La modulation s’applique lorsque l’action d’économies d’énergie est directement liée au remplacement de l’équipement faisant l’objet de la substitution d’un combustible au profit d’un combustible moins émetteur de gaz à effet de serre.

C’est par exemple le cas pour les économies d’énergie liées à l’amélioration du rendement d’une chaudière lors de son remplacement par une nouvelle, plus performante et dont le combustible est moins émetteur de gaz à effet de serre.

Ce n’est en revanche pas le cas lorsque l’opération d’économies d’énergie s’effectue dans un équipement différent de celui qui fait l’objet d’un changement de combustible.

15 – L’apparition chez plusieurs acteurs de cette pratique depuis le début de l’année 2022 conduit à la question suivante : dans quelle mesure et à quelles conditions est-il possible de facturer des services en lien avec la réalisation d’opérations d’économies d’énergie, en particulier dans le cadre d’opérations faisant l’objet de bonifications Coup de pouce ? (01/07/2022)
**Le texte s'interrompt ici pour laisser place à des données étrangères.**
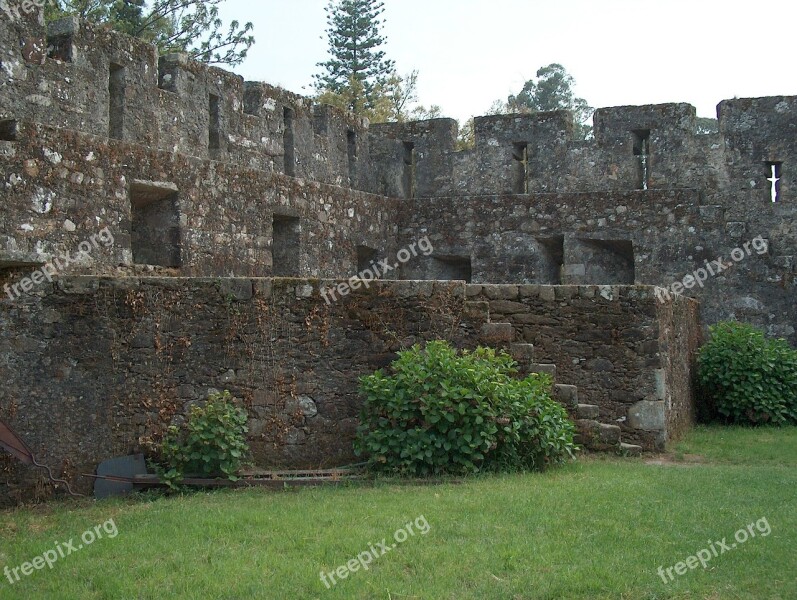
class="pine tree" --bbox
[313,0,395,114]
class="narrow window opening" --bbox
[108,63,125,140]
[208,94,221,150]
[313,104,329,136]
[404,142,416,198]
[357,246,377,273]
[767,162,783,202]
[130,182,181,268]
[346,129,357,187]
[0,119,19,142]
[512,142,529,194]
[271,215,301,277]
[632,129,650,191]
[47,35,72,62]
[536,235,565,285]
[282,108,296,177]
[158,54,180,94]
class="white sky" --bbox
[216,0,797,124]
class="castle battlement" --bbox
[0,12,797,200]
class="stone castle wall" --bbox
[0,276,699,504]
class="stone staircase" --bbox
[482,323,642,456]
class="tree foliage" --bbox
[698,321,797,425]
[316,71,442,123]
[355,341,575,475]
[46,0,255,67]
[490,63,594,139]
[313,0,396,114]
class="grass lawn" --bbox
[0,428,797,600]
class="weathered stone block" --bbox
[628,400,667,431]
[481,323,515,344]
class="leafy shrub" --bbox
[151,392,249,487]
[698,321,797,425]
[355,341,575,475]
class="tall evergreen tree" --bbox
[313,0,395,114]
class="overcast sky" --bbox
[216,0,797,124]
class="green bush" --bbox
[151,392,249,487]
[698,321,797,425]
[355,341,575,475]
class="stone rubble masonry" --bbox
[0,276,699,504]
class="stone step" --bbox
[576,404,601,421]
[575,419,620,452]
[553,383,578,410]
[620,443,642,456]
[529,364,556,381]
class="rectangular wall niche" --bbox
[631,129,650,190]
[346,129,357,187]
[512,142,529,194]
[208,94,221,150]
[574,239,636,285]
[0,119,19,142]
[282,107,296,177]
[357,246,378,273]
[108,63,125,140]
[537,235,565,285]
[47,34,72,62]
[403,142,416,198]
[427,256,473,283]
[271,215,301,277]
[130,181,181,268]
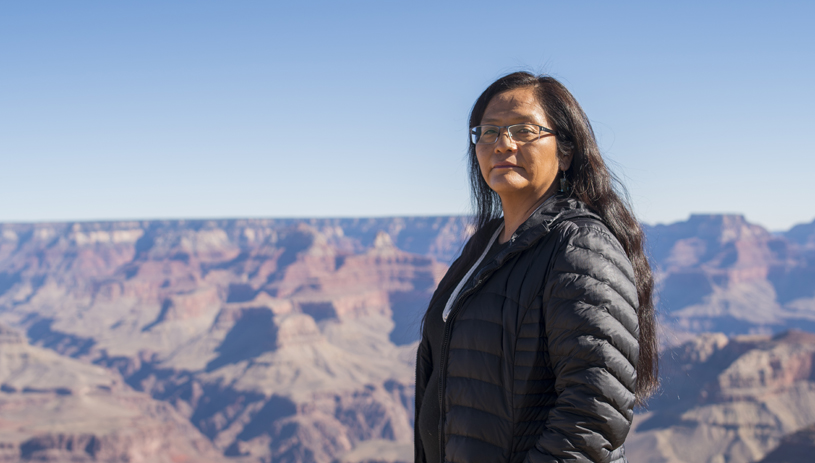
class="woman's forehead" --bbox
[481,87,546,125]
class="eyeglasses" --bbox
[470,124,555,145]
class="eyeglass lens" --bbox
[472,124,541,143]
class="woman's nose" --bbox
[495,129,518,151]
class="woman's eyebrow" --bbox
[481,114,535,125]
La facturation, au bénéficiaire d’une opération d’économies d’énergie (qu’il s’agisse d’une personne physique ou d’une personne morale), d’éventuels frais liés à la réalisation d’une opération aidée par les CEE est possible dès lors qu’elle respecte les différentes règlementations notamment relatives aux pratiques commerciales. Les documents relatifs à la publicité, à la promesse (hors cadre contribution), à la contractualisation et au versement de l’incitation financière doivent alors clairement mentionner ces frais et mettre en avant l’incitation financière nette des frais liés à ces services.

Ces services doivent dans ce cas être :

  • clairement identifiables par le bénéficiaire,
  • additionnels par rapport aux obligations découlant de la réglementation CEE pour les demandeurs de CEE.

Il est également éminemment souhaitable que ces services soient optionnels.

Le paiement de tels services par le bénéficiaire peut s’effectuer en déduction du montant de l’incitation financière versée au titre de l’offre Coup de pouce, sans préjudice d’autres règles, notamment relatives à la TVA. Le montant de l’offre Coup de pouce et le prix du service, ainsi que le caractère optionnel ou non de ce dernier, doivent être clairement et séparément identifiés sur les documents relatifs à la publicité, à la promesse (hors cadre contribution), à la contractualisation et au versement de l’incitation financière.

Les frais liés aux obligations découlant de la réglementation CEE pour les demandeurs de CEE sont par ailleurs retranchés avant présentation au bénéficiaire d’un montant d’incitation financière net, lequel montant figure dans le cadre contribution. Dans le cas d’une opération s’inscrivant dans le cadre d’une charte « Coup de pouce », cette incitation financière nette est supérieure ou égale aux niveaux minimaux prévus par la charte.